Voters who supported deporting all undocumented immigrants represented a minority in almost all the Republican primaries in 2016 – yet provided a majority of Trump’s votes in almost all of those contests.
Pew Research polls last year found that the strongest predictors of warm feelings toward Trump were agreement with the ideas that the growing number of immigrants “threatens traditional American customs and values,” that Islam is inherently more violent than other religions and that growing diversity overall was bad for the country.
In the general election against Hillary Clinton, Trump won 26 of the 30 states with the smallest share of foreign-born residents and lost 16 of the 20 with the most. And in a national NBC/Wall Street Journal poll last September, Trump voters from 2016 were nearly five times as likely as Clinton voters to say immigration weakens, rather than strengthens, the nation.

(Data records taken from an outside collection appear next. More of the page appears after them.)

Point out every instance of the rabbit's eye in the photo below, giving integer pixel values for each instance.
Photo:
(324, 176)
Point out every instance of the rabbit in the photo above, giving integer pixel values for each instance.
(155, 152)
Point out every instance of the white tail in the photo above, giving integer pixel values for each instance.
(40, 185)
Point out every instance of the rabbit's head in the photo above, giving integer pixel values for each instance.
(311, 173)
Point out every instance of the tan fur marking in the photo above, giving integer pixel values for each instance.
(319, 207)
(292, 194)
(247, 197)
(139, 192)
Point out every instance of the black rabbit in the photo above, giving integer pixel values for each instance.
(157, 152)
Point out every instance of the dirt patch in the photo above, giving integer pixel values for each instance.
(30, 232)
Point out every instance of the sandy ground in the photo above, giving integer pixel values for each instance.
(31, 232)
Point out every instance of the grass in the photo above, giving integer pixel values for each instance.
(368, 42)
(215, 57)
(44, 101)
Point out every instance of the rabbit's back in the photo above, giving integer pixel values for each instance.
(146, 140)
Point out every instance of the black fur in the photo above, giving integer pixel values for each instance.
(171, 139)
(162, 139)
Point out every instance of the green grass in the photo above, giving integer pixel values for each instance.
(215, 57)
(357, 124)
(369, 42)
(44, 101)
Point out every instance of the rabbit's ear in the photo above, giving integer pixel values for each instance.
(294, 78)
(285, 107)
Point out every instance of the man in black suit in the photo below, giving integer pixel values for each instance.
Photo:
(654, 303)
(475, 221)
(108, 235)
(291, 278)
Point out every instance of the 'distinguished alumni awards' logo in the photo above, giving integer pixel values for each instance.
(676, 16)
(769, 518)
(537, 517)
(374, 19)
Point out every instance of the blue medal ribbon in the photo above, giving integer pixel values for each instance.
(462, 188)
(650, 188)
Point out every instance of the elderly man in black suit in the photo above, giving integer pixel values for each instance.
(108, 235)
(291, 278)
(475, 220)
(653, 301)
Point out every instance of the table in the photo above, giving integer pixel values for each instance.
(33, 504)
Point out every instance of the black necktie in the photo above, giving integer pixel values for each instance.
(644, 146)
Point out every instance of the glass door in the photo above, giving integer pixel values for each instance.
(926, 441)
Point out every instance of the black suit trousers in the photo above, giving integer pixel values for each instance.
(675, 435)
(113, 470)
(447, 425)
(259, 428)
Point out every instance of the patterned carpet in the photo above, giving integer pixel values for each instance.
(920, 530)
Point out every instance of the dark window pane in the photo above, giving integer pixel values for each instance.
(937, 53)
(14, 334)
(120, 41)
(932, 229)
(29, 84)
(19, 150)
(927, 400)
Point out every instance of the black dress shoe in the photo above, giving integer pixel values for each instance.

Trump portrays his drive to slash legal immigration as standing up for the economic interests of the American-born working-class. But the National Academy of Sciences, in an exhaustive study, found “little evidence” that immigration had affected employment levels for native-born workers, and a “very small” impact on the wages of lower-skilled Americans that was confined largely to native-born adults who had not finished high school and recent immigrants themselves, two relatively small groups.
Even Trump’s call for prioritizing economically based immigration over family reunification obscures the central implication of his proposal – which is to severely reduce the total number of legal immigrants. By contrast, the comprehensive immigration reform bill that stalled in the House after if passed the Senate with bipartisan support in 2013 tilted the overall balance more toward high-skills immigrants and limited some forms of family reunification without cutting total legal immigration, as Trump, Cotton and Perdue are demanding.
In his repeated appeals to nativist sentiments, and his multiplying efforts to reduce immigration and remove immigrants (such as those from El Salvador), Trump may indeed be reflecting the racial and cultural anxieties of many of his voters. But the principal economic impact of slashing immigration as deeply as Trump is seeking would be to destabilize the federal retirement programs that are indispensable to those same voters. With his systematic offensive against immigration, Trump is feeding the prejudices of some of his supporters – while threatening their ability to keep food on the table when they retire.